[Pulp-dev] Publish API for Plugin Writers (Pulp3)

Mon Apr 24 13:30:11 UTC 2017

For publish, a plugin writer needs the ability to:

- iterate through the units being published
- create new artifacts based on that iteration, or any other method it sees
fit
- make each unit's files available at a specific path either via http or on
a file store (for example, docker manifest files need to be served directly
by crane)
- make each newly-created artifact available at a specific path either via
http or on a file store (for example, metadata files for crane don't get
served via http)

Optimizations in Pulp 2 further allow a plugin writer to read artifacts
created by a previous publication. For example, the rpm plugin uses this to
quickly add a few entries to an XML file instead of completely re-creating
it. This may not strictly be required for the MVP, but its absence would
likely create a substantial performance regression. Similarly, this
requires the ability to determine which units have been added and removed
since the last publish. See versioned repos below...
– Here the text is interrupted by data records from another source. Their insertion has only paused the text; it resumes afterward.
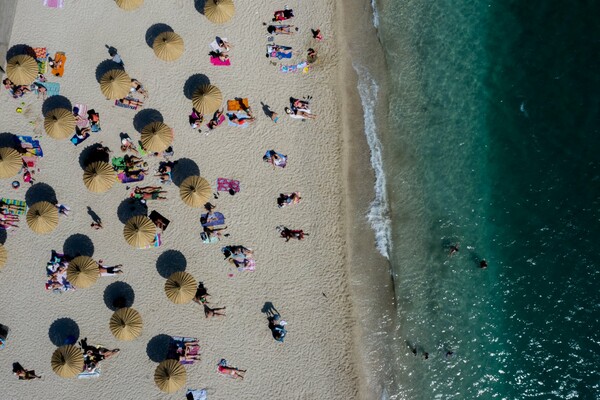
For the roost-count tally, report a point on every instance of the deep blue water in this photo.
(494, 145)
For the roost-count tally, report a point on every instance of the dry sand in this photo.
(316, 361)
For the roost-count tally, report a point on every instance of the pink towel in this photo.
(54, 3)
(217, 61)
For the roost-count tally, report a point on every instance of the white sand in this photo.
(316, 360)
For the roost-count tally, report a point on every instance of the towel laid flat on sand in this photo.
(224, 185)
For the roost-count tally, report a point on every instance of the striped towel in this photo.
(19, 203)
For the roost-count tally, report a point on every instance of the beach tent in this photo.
(170, 376)
(156, 136)
(10, 162)
(219, 11)
(115, 84)
(139, 231)
(195, 191)
(67, 361)
(82, 272)
(60, 123)
(126, 324)
(99, 176)
(180, 288)
(22, 69)
(207, 99)
(42, 217)
(168, 46)
(129, 5)
(3, 256)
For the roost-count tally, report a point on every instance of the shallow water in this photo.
(493, 141)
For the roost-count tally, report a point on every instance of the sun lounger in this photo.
(54, 3)
(123, 178)
(119, 103)
(19, 203)
(177, 348)
(224, 185)
(238, 104)
(60, 60)
(217, 62)
(196, 394)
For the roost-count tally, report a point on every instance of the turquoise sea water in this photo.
(493, 144)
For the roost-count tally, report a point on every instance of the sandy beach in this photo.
(306, 281)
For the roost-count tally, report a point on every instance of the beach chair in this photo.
(59, 64)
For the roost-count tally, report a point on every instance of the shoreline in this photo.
(371, 281)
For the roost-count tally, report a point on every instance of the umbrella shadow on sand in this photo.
(40, 192)
(154, 31)
(169, 262)
(78, 245)
(63, 331)
(92, 154)
(158, 347)
(183, 168)
(193, 82)
(199, 5)
(19, 49)
(145, 117)
(105, 66)
(130, 208)
(54, 102)
(118, 295)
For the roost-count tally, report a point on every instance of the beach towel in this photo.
(301, 66)
(54, 3)
(242, 117)
(196, 394)
(119, 103)
(177, 348)
(215, 219)
(238, 105)
(157, 242)
(82, 121)
(123, 178)
(31, 146)
(60, 59)
(217, 62)
(76, 140)
(224, 185)
(19, 203)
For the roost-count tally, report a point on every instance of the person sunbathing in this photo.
(224, 369)
(281, 29)
(131, 102)
(136, 86)
(213, 312)
(300, 113)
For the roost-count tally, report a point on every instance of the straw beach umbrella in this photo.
(126, 324)
(156, 136)
(168, 46)
(180, 288)
(82, 272)
(207, 99)
(3, 256)
(219, 11)
(115, 84)
(67, 361)
(10, 162)
(139, 231)
(195, 191)
(60, 123)
(129, 5)
(22, 69)
(99, 176)
(42, 217)
(170, 376)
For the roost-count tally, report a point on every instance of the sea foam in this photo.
(378, 214)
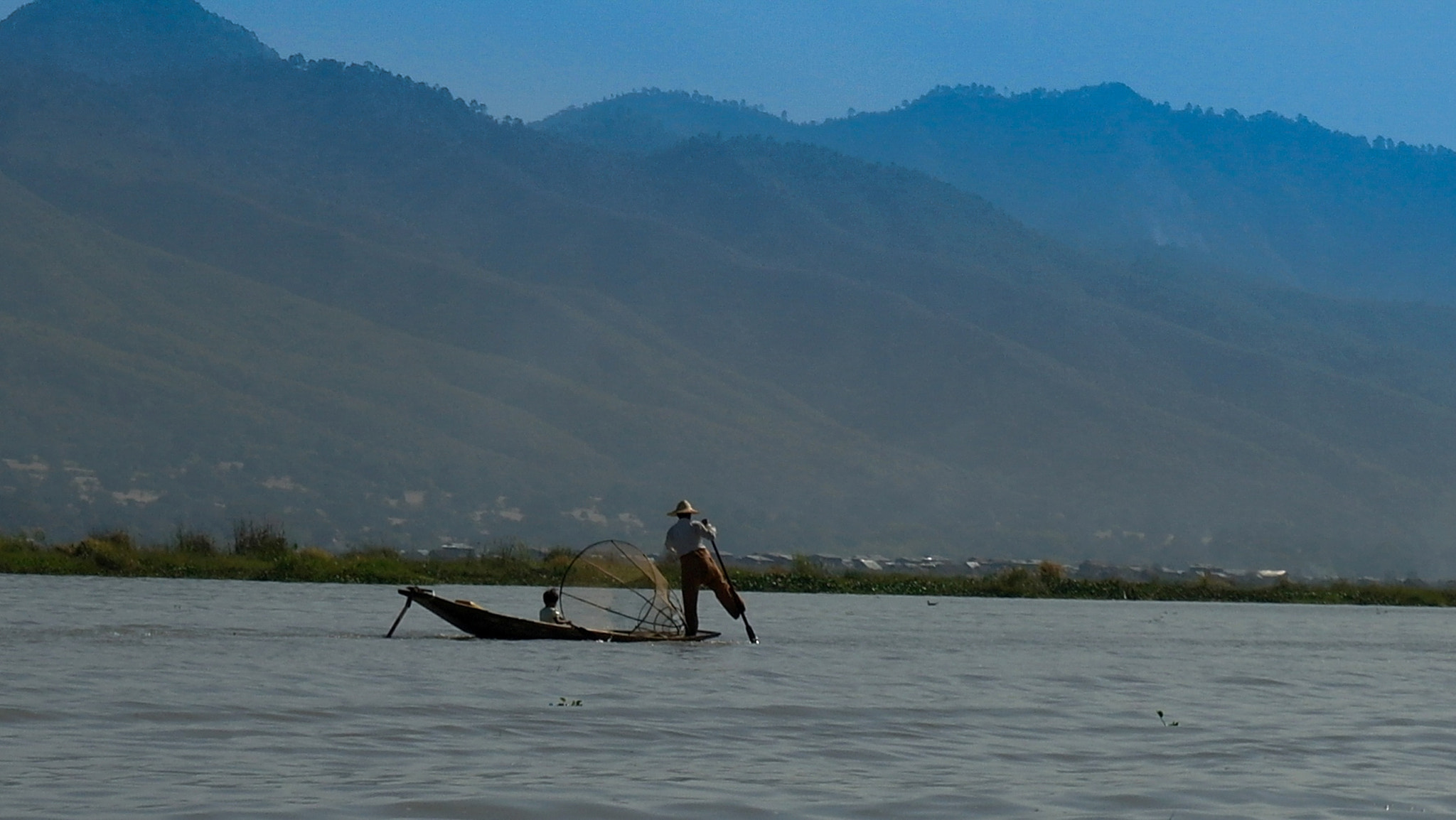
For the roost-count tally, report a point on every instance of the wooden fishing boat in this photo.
(481, 622)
As for making copies of unit files, I think if Pulp did that for each
publish, it would become effectively unusable for a lot of users. At best,
it would double the required storage, but for many users would be much
worse. It would also greatly increase the required time to perform a
publish. As such, I think the MVP should continue to store just one copy of
each unit, including its files, similar to Pulp 2. How those files are
referenced is an area we could definitely improve though. From a plugin
writer's perspective, it should be enough to tell the platform "make file X
available at location Y", and not worry about whether copies, symlinks, or
any other referencing method is being employed.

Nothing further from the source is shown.